Expansion Joints in Buildings
The number and location of roof expansion joints or building expansion joints is a design issue not fully treated in technical literature. The National Roofing Contractors Association (NRCA, 2015) gives the following recommendations for the location of roof expansion joints.
1. Where expansion or contraction joints are provided in the structural system
2. Where steel framing, structural steel, or deck material change direction
3. Where separate wings of L, U, T or similar configurations exist
4. Where the type of deck material changes; for example, where a precast concrete deck and a steel deck abut
5. Where additions are connected to existing buildings
6. At junctions where interior heating conditions change, such as a heated office abutting unheated warehouse, canopies, etc. A two-piece reglet and counterflashing assemblies can accommodate the movement at main building-to-canopy intersections
7. Wherever differential movement between vertical walls and the roof deck may occur.
NRCA standard details show that the roof structure under roof expansion joints is intended to be discontinuous.
In 1974 the Building Research Advisory Board of the National Academy of Sciences (NAS) published Federal Construction Council Technical Report No. 65 “Expansion Joints in Buildings” (NAS, 1974). It cites recommendations of the Brick Institute of America and the National Concrete Masonry Association, that buildings supported by continuous exterior unreinforced masonry walls, be expansion jointed at intervals not exceeding 200 feet.
Tech. Report 65 also presents the figure shown below as a guide for spacing expansion joints in beam-and-column frame buildings based on design temperature change. We have included for download (on the right edge of this page nearer the top) a table of design temperatures for major municipalities in the US for use with the figure below. This table of design temperatures was derived from temperature data presented in the appendix of Tech. Report 65. Utilizing the design temperature in this table for the major municipality that most nearly represents your jobsite should be sufficient. Also, the (NAS) figure gives five modifying factors which should be applied to the Allowable Building Length, as appropriate.
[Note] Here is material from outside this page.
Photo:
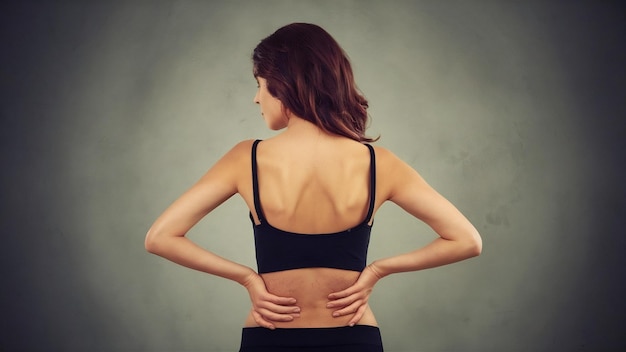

In equation form, the NAS requirements given above can be shown in the figure as follows:
Lmax = Lallow + (R1 – R2 – R3 – R4)Lallow
Lmax= maximum length of a building with no expansion joints or between expansion joints
R1 = 0.15, if the building is heated and air-conditioned
R2 = 0.33, if the building is unheated
R3 = 0.25, if columns are fixed base
R4 = 0.25, if the building has substantially greater stiffness at one end
Lallow = allowable length from the figure below
AISC provides additional information about the design and use of expansion joints it the article Expansion Joints: Where, When and How By James M. Fisher, S.E. which can be viewed Here.
Maximum allowable building length without use of expansion joints for various design temperature changes. These curves are directly applicable to buildings of beam and column construction, hinged at the base and with heated interiors. When other conditions prevail, the following rules are applicable.
1. If the building will be heated only and will have hinged column bases, use the allowable length as specified
2. If the building will be air conditioned as well as heated, increase the allowable length by 15 percent (provided the environmental control system will run continuously)
3. If the building will be unheated, decrease the allowable length by 33 percent
4. If the building will have fixed column bases, decrease the allowable length by 15 percent
5. If the building will have substantially greater stiffness against lateral displacement at one end of the plan dimension, decrease the allowable length by 25 percent
When more than one of these design conditions prevail in a building, the percentile factor to be applied should be the algebraic sum of the adjustment factors of all the various applicable conditions.